Tu expliques avoir voulu créer une famille de cœur, une espèce de contre-pouvoir dans l’éducation de ton enfant. Qu’est-ce que cela représente pour toi?

Je veux un contre-pouvoir parce que je ne détiens pas le savoir universel de l’éducation de ma fille. Je voulais plusieurs regards. Il existe un risque à élever un enfant seule: le caractère fusionnel, la pensée unique et la projection forte sur l’enfant. La famille de cœur, composée d’ami·e·s, c’est celle qu’on choisit, et qui est censée éviter ces excès. Je ne suis pas seule. D’ailleurs, je n’ai pas fait un enfant “toute seule”. Je déteste cette expression.

Pourquoi?

Dire que j’ai “fait un enfant toute seule” renvoie à la solitude. C’est l’héritage de la chanson de Goldman… et ce n’est pas mon cas. Je voudrais dédramatiser cette situation: j’ai des ami·e·s très proches et les équipes médicales ou paramédicales ont été très présentes. Et je n’ai pas pour ambition de rester célibataire. Ma vie amoureuse et sociale a repris.

Pendant ton parcours de PMA, tu as dû faire face à de nombreux clichés comme celui de l’amazone ou de la femme qui a préféré sa carrière à une éventuelle vie de famille… Comment as-tu réussi à faire face à ce type de remarques?

J’ai écrit un livre. (Rires).

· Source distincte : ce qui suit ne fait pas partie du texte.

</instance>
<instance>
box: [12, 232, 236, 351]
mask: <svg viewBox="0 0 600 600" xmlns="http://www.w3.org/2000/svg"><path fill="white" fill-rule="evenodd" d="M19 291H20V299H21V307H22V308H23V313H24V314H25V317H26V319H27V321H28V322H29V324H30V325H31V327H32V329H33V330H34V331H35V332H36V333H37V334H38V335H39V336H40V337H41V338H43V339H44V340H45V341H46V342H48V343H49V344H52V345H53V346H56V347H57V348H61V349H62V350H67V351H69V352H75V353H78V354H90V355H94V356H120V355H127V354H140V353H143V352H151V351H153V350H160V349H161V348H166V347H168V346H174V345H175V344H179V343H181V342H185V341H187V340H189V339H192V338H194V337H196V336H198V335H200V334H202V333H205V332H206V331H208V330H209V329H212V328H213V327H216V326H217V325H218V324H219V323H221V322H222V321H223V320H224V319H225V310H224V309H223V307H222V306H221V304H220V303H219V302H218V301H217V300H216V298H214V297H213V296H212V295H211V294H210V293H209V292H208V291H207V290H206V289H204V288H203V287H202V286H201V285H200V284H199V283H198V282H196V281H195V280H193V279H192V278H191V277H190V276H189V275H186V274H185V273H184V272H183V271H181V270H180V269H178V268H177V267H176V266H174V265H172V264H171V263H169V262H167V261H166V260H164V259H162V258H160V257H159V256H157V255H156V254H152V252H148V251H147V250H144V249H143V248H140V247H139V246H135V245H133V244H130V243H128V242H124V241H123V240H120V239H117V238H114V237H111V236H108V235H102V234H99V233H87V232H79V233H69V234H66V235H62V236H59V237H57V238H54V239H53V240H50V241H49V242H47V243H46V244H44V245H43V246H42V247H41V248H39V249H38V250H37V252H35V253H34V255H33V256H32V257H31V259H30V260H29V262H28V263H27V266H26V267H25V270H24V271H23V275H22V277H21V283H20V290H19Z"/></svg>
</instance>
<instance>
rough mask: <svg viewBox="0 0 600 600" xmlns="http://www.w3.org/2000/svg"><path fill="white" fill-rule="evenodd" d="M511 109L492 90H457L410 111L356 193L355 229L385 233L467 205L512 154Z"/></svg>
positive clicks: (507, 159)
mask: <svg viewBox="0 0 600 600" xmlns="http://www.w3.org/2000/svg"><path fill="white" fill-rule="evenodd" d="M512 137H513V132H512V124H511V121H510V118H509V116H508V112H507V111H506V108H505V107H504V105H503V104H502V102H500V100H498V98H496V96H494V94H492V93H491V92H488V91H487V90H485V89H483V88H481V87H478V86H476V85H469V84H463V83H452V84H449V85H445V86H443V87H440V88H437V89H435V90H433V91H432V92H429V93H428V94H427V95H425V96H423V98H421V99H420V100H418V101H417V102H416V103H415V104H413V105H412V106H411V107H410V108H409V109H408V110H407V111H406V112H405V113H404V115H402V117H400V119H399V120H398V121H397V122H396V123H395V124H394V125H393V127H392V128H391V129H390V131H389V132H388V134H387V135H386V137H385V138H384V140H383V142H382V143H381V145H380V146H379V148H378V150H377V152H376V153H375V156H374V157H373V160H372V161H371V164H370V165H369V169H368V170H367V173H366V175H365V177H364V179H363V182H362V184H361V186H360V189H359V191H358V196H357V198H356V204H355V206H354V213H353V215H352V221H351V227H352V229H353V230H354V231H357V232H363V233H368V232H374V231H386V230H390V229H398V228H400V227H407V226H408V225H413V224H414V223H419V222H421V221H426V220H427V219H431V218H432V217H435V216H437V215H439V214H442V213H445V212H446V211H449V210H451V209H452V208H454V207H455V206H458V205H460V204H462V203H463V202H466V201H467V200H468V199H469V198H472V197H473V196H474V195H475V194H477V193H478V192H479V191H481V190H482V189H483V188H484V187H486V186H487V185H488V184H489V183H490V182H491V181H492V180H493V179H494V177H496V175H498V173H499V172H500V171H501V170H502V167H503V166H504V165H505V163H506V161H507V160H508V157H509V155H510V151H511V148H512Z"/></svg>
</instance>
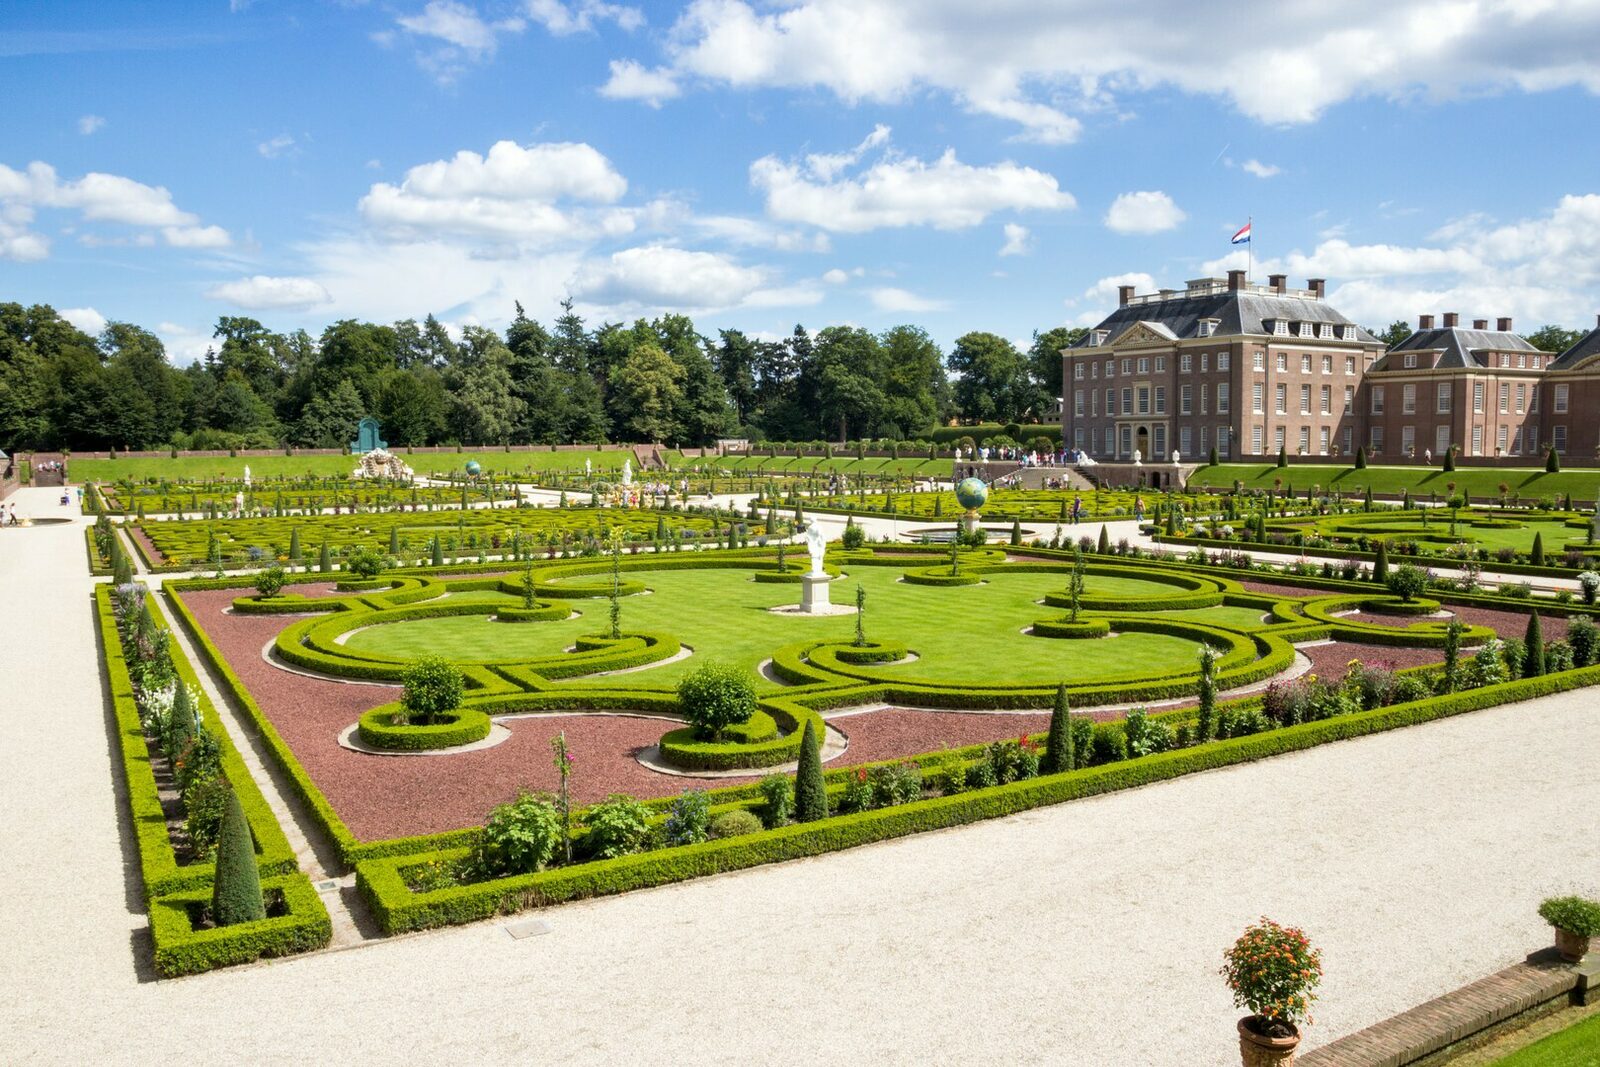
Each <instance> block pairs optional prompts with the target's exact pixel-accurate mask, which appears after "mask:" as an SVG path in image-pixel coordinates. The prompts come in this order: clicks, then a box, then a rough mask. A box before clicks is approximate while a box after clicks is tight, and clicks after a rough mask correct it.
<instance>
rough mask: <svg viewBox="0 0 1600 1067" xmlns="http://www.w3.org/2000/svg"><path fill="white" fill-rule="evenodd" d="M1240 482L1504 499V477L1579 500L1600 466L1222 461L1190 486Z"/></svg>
mask: <svg viewBox="0 0 1600 1067" xmlns="http://www.w3.org/2000/svg"><path fill="white" fill-rule="evenodd" d="M1234 482H1243V483H1245V488H1246V490H1270V488H1274V482H1280V483H1282V485H1278V486H1277V488H1285V486H1294V491H1296V493H1301V494H1304V493H1306V490H1309V488H1310V486H1314V485H1318V486H1322V488H1326V490H1334V488H1336V490H1342V491H1344V493H1346V494H1352V493H1365V491H1366V486H1371V488H1373V493H1376V494H1379V496H1400V493H1402V491H1403V490H1410V491H1411V496H1418V494H1421V496H1424V498H1426V496H1427V494H1429V493H1437V494H1438V498H1440V499H1443V498H1445V496H1448V491H1446V490H1445V486H1446V485H1448V483H1450V482H1454V483H1456V491H1458V493H1469V494H1472V498H1474V501H1477V502H1483V501H1499V485H1501V483H1502V482H1504V483H1506V485H1507V486H1509V493H1517V494H1520V496H1522V499H1523V501H1525V502H1528V501H1538V499H1554V498H1557V496H1563V494H1566V493H1571V494H1573V499H1574V501H1579V499H1582V501H1594V499H1595V493H1597V490H1600V470H1562V472H1560V474H1546V472H1544V467H1475V469H1470V470H1469V469H1458V470H1440V469H1438V467H1437V466H1434V467H1390V466H1382V467H1366V469H1365V470H1357V469H1355V467H1350V466H1347V464H1296V466H1290V467H1278V466H1277V464H1270V462H1267V464H1219V466H1216V467H1202V469H1200V470H1195V472H1194V475H1190V478H1189V485H1190V486H1192V488H1197V490H1206V488H1213V490H1229V488H1232V486H1234Z"/></svg>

Les gens m’ont systématiquement renvoyée au fait que j’avais un bon job, que je “faisais carrière”. C’est vrai et je ne veux pas le renier, mais mon activité professionnelle n’a rien à voir avec mon parcours de PMA. On m’a souvent fait comprendre avec subtilité que vouloir un enfant si tard, c’était un caprice, parce que “j’avais déjà tout”. C’est clairement misogyne, cela sous-entend que la femme qui réussit a forcément raté un truc, et dans mon cas, c’était la maternité.

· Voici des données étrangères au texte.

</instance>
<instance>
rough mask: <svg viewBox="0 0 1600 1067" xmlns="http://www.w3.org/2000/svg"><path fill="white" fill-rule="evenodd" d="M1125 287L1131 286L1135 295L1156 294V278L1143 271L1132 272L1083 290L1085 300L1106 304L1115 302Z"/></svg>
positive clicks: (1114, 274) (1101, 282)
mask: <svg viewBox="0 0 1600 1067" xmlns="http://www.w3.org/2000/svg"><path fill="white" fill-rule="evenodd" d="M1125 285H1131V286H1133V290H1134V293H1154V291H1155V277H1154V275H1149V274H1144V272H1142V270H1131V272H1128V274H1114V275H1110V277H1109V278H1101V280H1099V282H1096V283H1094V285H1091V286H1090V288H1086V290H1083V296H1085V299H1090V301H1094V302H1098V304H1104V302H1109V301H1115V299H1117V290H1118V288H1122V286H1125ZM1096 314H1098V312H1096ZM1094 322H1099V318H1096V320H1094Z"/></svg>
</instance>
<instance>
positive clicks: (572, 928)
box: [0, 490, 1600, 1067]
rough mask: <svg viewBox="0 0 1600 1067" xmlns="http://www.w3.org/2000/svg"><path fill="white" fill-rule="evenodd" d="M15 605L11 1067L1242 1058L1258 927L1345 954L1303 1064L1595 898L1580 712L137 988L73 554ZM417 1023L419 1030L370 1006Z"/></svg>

“En France, les discussions sur la PMA sont anachroniques. Ce sont des sujets de l’ancien monde.”

Quel(s) conseil(s) donnerais-tu à quelqu’un qui souhaite se lancer dans l’aventure de la PMA?

Être hyper entourée: ce processus n’est pas simple et chaque patiente est singulière. Tâter le terrain pour être rassurée, aller rencontrer les médecins, visiter les cliniques sont des étapes importantes. Il existe un réseau, que ce soit à Paris ou à Barcelone. Il faut pénétrer ce petit monde de la PMA. J’ai également fait des séances d’ostéopathie et de l’acuponcture. D’autres préfèrent le yoga, le sport, l’hypnose, voir un psy, ou se faire masser.

Après l’adoption en deuxième lecture à l’Assemblée nationale du projet de loi bioéthique, la PMA devrait s’ouvrir en France aux couples lesbiens et aux femmes célibataires. Qu’en penses-tu?

C’est un premier pas et une reconnaissance importante pour les enfants nés grâce à la PMA, mais la loi est encore trop limitative. La PMA telle que je l’ai faite, avec deux tiers donneurs (Ndlr : un donneur de sperme et une donneuse d’ovocyte), ne sera pas autorisée. Le diagnostic préimplantatoire (Ndlr: tests qui permettent de détecter d’éventuelles anomalies avant transfert de l’embryon dans l’utérus), non plus… Je pense également que les femmes qui en ont les moyens continueront à partir à l’étranger pour réaliser leur PMA, parce que cela restera plus rapide qu’en France où il y a peu de donneuses. Elles ne sont pas encouragées, ni rémunérées par l’Etat. Il faut que la loi s’adapte à une société qui fait des enfants de plus en plus tard. En France, les discussions sur la PMA sont anachroniques. Ce sont des sujets de l’ancien monde. On a dix ans de retard par rapport à d’autres pays, il faut s’y mettre.